Sengupta won the award for her gritty role in Bulgarian director Constantin Bojanov's first Hindi film, The Shameless, about a forbidden relationship between a sex worker and a young girl


Anasuya Sengupta became the first Indian to bag the top acting award at the Cannes Film Festival on Friday night. The Kolkata-born and Goa-based debutante actress won the Best Actress Award for her gritty role in Bulgarian director Constantin Bojanov’s film, The Shameless, which was screened in the Un Certain Regard segment of the festival. The director and the two lead actresses, Anasuya Sengupta and Omara Shetty, were present at the film’s premiere at Salle Debussy on Friday morning.

Receiving the award, Anasuya, who was overwhelmed with emotion, dedicated it to “the queer community and other marginalised communities for bravely fighting a fight they really shouldn’t have to.” She ended her short acceptance speech, amid cheers and applause, by saying, “We don’t need to be colonised to know how very, very pathetic colonisers are.”

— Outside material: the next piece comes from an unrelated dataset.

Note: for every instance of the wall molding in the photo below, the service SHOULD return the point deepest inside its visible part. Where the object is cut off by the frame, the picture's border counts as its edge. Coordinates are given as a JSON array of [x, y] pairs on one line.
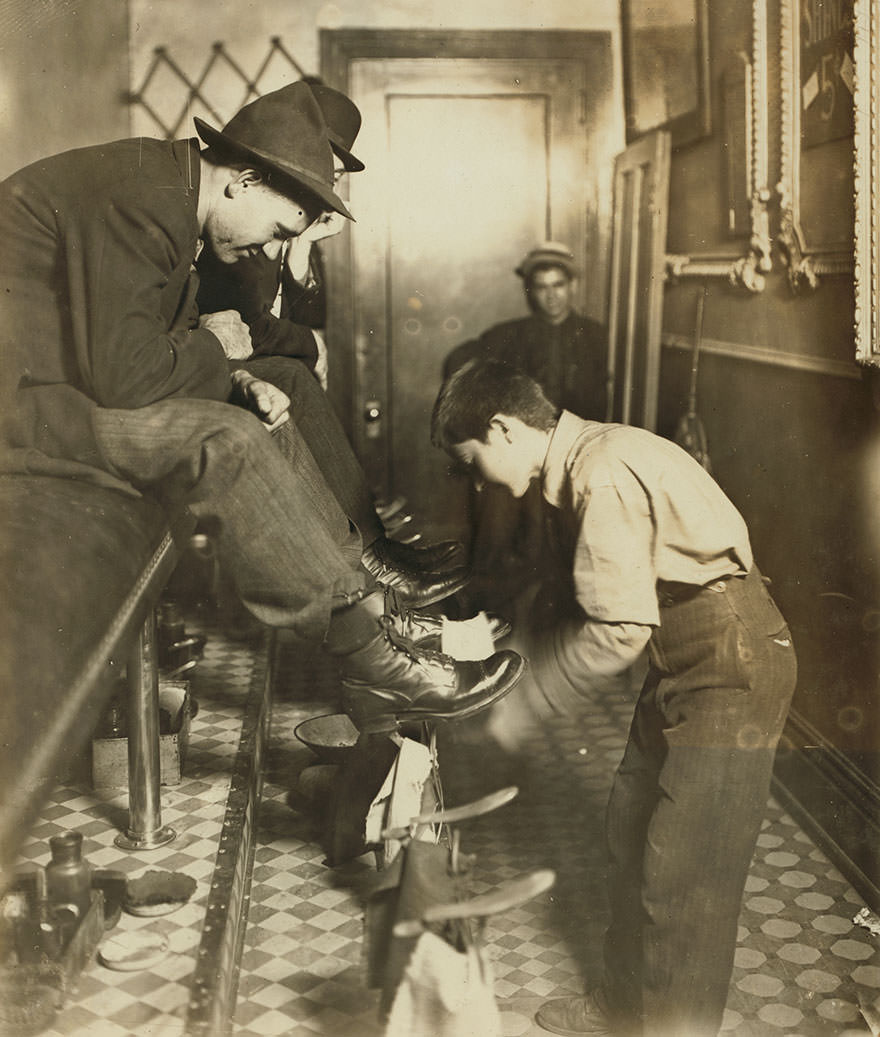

The Shameless centres around the illicit love affair between a vagabond (Sengupta) seeking refuge in a northern Indian community of sex workers after she flees from Delhi on being charged with murder, and a teenager named Devika (Shetty) who is initially sheltered from entering sex work because of her physical ailments, only to be thrown into its murky and messy world. It portrays a dark, disturbing world of exploitation of two sex workers — while one bears the indelible scars of her line of work, the other forges a bond and seeks to throw off their shackles days away from her ritual initiation into the flesh trade. The film, which also features Mita Vashisht, Tanmay Dhanania, Rohit Kokate, Anasuya Sengupta and Auroshikha Dey in key roles, was shot over a month and half in India and Nepal.

‘Abstractions of reality’ in The Shameless

Sengupta, who studied at La Martinière in Kolkata and went on to major in English literature from Jadavpur University, has worked mainly as a production designer in Mumbai, notably in Srijit Mukherjee’s ‘Forget Me Not,’ an episode in in Netflix’s Satyajit Ray anthology (2021), which tells the story of a cut-throat corporate shark, who prides himself on his vivid memory until an encounter with a woman he can’t recall sends him down a vortex of self-doubt. She also contributed to the set design of the Netflix show Masaba Masaba.

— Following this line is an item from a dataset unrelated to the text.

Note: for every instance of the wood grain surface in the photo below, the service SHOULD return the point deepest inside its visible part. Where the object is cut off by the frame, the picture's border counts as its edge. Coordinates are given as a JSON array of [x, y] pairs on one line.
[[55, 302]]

Anasuya Sengupta and Omara Shetty in The Shameless

The Shameless was one of the films representing India at the 77th Cannes Film Festival, which gets over today (May 25). At the premiere, the festival’s deputy artistic director, Christian Jeune, said while introducing the title: “India has a very strong presence here this year. It includes this film by a Bulgarian director.” Bojanov said: “This has been a long journey. It was nothing like (Francis Ford) Coppola’s, but it was 12 years.” He was referring to Coppola’s Megalopolis, which also premiered at Cannes and has been decades in the making. The making of The Shameless, said Bojanov, was interrupted several times due to the Covid pandemic. The production also took its time because “financing it took forever.”

Bojanov, who has made countless trips to India over the last two decades, tells a universal story that is specifically Indian. “I did not intend The Shameless to be a social document. I went in for abstractions of reality in piecing together the story,” he told reporters ahead of the film’s world premiere.